Re: [PATCH 0/2] x86/fred: Fix two problems during the FRED initialization

From: Hou Wenlong
Date: Mon Jun 24 2024 - 02:27:15 EST


On Sat, Jun 22, 2024 at 08:31:26AM +0800, Xin Li wrote:
> On 6/21/2024 6:12 AM, Hou Wenlong wrote:
> >When I reviewed the FRED code and attempted to implement a FRED-like
> >event delivery for my PV guest, I encountered two problems which I may
> >have misunderstood.
>
> Hi Wenlong,
>
> Thanks for bringing the issues up.
>
Thanks for your kind reply.

> >
> >One issue is that FRED can be disabled in trap_init(), but
> >sysvec_install() can be called before trap_init(), thus the system
> >interrupt handler is not installed into the IDT if FRED is disabled
> >later. Initially, I attempted to parse the cmdline and decide whether to
> >enable or disable FRED after parse_early_param(). However, I ultimately
> >chose to always install the system handler into the IDT in
> >sysvec_install(), which is simple and should be sufficient.
>
> Which module with a system vector gets initialized before trap_init() is
> called?
>
Sorry, I didn't mention the case here. I see sysvec_install() is used
only in the guest part (KVM, HYPERV) currently. For example, the KVM
guest will register the HYPERVISOR_CALLBACK_VECTOR APF handler in
kvm_guest_init(), which is called before trap_init(). So if only the FRED
handler is registered and FRED is disabled in trap_init() later, then the
IDT handler of the APF handler is missing.

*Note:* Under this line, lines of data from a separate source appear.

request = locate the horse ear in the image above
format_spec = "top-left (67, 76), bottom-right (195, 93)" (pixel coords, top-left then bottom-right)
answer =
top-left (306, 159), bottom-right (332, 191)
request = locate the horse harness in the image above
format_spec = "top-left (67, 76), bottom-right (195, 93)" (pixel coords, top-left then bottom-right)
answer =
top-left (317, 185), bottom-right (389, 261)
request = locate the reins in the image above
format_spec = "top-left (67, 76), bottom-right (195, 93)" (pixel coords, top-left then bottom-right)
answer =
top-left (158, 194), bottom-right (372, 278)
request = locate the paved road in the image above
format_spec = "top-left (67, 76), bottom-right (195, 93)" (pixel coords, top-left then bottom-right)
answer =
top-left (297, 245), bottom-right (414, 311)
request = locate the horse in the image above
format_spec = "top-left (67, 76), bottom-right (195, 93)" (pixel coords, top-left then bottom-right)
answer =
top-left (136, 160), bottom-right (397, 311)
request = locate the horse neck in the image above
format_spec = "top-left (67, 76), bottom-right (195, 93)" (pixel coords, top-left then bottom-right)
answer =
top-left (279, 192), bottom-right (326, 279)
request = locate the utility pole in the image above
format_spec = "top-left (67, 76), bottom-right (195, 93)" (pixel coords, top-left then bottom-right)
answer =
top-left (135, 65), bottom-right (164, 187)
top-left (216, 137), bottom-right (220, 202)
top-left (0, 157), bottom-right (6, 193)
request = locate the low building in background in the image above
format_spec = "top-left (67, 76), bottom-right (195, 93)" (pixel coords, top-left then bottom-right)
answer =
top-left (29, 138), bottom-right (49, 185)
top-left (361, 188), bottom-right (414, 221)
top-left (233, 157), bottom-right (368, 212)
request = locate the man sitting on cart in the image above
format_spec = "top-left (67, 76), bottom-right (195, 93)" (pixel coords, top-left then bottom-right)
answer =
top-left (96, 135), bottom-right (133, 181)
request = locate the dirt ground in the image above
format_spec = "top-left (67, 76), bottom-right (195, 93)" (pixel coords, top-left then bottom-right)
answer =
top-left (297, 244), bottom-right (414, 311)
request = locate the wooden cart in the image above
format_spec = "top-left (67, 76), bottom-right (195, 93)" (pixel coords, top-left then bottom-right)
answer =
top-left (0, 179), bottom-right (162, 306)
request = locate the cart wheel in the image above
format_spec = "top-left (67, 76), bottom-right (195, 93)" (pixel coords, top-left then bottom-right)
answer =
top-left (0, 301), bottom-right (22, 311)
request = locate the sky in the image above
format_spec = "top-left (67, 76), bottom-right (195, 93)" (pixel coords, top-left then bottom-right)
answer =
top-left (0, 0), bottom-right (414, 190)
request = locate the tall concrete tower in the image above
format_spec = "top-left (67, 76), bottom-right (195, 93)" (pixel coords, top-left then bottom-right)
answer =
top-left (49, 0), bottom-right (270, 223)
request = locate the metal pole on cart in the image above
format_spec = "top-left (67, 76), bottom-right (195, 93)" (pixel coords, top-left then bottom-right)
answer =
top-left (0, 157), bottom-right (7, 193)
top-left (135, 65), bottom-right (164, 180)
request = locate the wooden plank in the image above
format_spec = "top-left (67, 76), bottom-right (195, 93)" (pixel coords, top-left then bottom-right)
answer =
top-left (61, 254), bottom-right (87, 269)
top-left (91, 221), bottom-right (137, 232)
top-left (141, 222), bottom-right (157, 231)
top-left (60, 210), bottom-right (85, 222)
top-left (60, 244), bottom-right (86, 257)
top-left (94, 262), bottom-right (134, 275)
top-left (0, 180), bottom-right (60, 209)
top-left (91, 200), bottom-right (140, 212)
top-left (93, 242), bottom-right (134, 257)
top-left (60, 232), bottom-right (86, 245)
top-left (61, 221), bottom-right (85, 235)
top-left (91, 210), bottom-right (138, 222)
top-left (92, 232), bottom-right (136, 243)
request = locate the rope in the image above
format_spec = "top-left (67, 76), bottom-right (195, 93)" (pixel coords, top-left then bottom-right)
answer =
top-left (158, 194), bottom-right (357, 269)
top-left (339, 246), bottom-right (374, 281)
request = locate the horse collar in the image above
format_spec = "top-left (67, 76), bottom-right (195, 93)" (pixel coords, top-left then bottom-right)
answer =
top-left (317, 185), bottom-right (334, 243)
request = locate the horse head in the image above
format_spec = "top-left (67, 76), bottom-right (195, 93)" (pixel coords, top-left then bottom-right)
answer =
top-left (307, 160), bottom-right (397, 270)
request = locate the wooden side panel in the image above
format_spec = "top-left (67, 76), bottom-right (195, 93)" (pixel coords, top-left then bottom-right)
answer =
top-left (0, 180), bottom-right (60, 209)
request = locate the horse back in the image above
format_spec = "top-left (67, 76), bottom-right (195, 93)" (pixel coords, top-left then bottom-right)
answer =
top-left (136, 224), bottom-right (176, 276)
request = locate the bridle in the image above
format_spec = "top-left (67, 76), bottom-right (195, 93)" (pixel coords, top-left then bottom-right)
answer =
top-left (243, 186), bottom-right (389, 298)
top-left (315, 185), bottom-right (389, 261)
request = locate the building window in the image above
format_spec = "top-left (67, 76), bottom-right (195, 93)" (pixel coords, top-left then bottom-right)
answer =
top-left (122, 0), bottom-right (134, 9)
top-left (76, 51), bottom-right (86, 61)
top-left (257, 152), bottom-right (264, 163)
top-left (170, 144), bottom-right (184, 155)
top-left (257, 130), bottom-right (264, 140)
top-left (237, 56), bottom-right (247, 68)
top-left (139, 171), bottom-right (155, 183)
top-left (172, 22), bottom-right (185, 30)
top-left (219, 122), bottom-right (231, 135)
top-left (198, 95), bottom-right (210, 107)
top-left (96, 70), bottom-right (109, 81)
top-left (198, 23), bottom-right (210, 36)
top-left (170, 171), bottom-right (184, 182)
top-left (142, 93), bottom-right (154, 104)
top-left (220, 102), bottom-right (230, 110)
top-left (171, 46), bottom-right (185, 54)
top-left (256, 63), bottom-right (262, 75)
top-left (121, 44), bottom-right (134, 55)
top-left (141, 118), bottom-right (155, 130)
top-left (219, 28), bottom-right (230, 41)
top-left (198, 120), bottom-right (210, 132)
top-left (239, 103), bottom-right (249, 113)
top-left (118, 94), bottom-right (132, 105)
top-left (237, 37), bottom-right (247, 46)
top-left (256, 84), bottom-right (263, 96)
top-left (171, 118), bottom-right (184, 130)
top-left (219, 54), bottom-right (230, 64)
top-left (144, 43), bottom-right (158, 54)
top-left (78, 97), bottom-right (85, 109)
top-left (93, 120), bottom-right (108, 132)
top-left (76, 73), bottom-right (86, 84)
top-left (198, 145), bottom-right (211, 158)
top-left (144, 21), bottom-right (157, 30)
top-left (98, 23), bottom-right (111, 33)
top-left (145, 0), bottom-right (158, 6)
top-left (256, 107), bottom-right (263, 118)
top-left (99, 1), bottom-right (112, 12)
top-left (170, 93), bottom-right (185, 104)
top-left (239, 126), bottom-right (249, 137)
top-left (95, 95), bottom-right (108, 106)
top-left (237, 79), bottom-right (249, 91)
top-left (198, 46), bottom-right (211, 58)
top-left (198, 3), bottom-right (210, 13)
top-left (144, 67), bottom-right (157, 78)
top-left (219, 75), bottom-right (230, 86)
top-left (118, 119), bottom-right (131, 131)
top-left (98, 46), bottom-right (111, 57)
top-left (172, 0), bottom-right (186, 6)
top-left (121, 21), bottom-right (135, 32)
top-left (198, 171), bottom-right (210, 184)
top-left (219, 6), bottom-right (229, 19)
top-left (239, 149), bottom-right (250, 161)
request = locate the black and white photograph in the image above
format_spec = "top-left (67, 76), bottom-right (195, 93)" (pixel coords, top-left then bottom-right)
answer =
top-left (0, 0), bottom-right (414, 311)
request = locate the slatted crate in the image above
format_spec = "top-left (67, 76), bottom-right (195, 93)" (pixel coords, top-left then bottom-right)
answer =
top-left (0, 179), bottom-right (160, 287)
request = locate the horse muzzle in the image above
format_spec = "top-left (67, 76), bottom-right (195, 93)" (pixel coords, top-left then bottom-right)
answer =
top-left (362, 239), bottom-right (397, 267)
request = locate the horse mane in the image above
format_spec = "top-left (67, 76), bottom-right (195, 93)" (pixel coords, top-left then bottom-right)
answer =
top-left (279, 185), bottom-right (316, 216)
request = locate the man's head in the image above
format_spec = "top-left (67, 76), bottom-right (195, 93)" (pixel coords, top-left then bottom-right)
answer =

> >Another problem is that the page fault handler (exc_page_fault()) is
> >installed into the IDT before FRED is enabled. Consequently, if a #PF is
> >triggered in this gap, the handler would receive the wrong CR2 from the
> >stack if FRED feature is present. To address this, I added a page fault
> >entry stub for FRED similar to the debug entry. However, I'm uncertain
> >whether this is enough reason to add a new entry. Perhaps a static key
> >may suffice to indicate whether FRED setup is completed and the handler
> >can use it.
>
> How could a #PF get triggered during that gap?
>
> Initialization time funnies are really unpleasant.
>
I'm not sure if there will be a #PF during that gap; I just received the
wrong fault address when I made a mistake in that gap and a #PF
occurred. Before idt_setup_early_pf(), the registered page fault handler
is do_early_exception(), which uses native_read_cr2(). However, after
that, the page fault handler had been changed to exc_page_fault(), so if
something bad happened and an unexpected #PF occurred, the fault address
in the error output will be wrong, although the CR2 in __show_regs() is
correct. I'm not sure if this matters or not since the kernel will panic
at that time.

Thanks!
> Thanks!
> Xin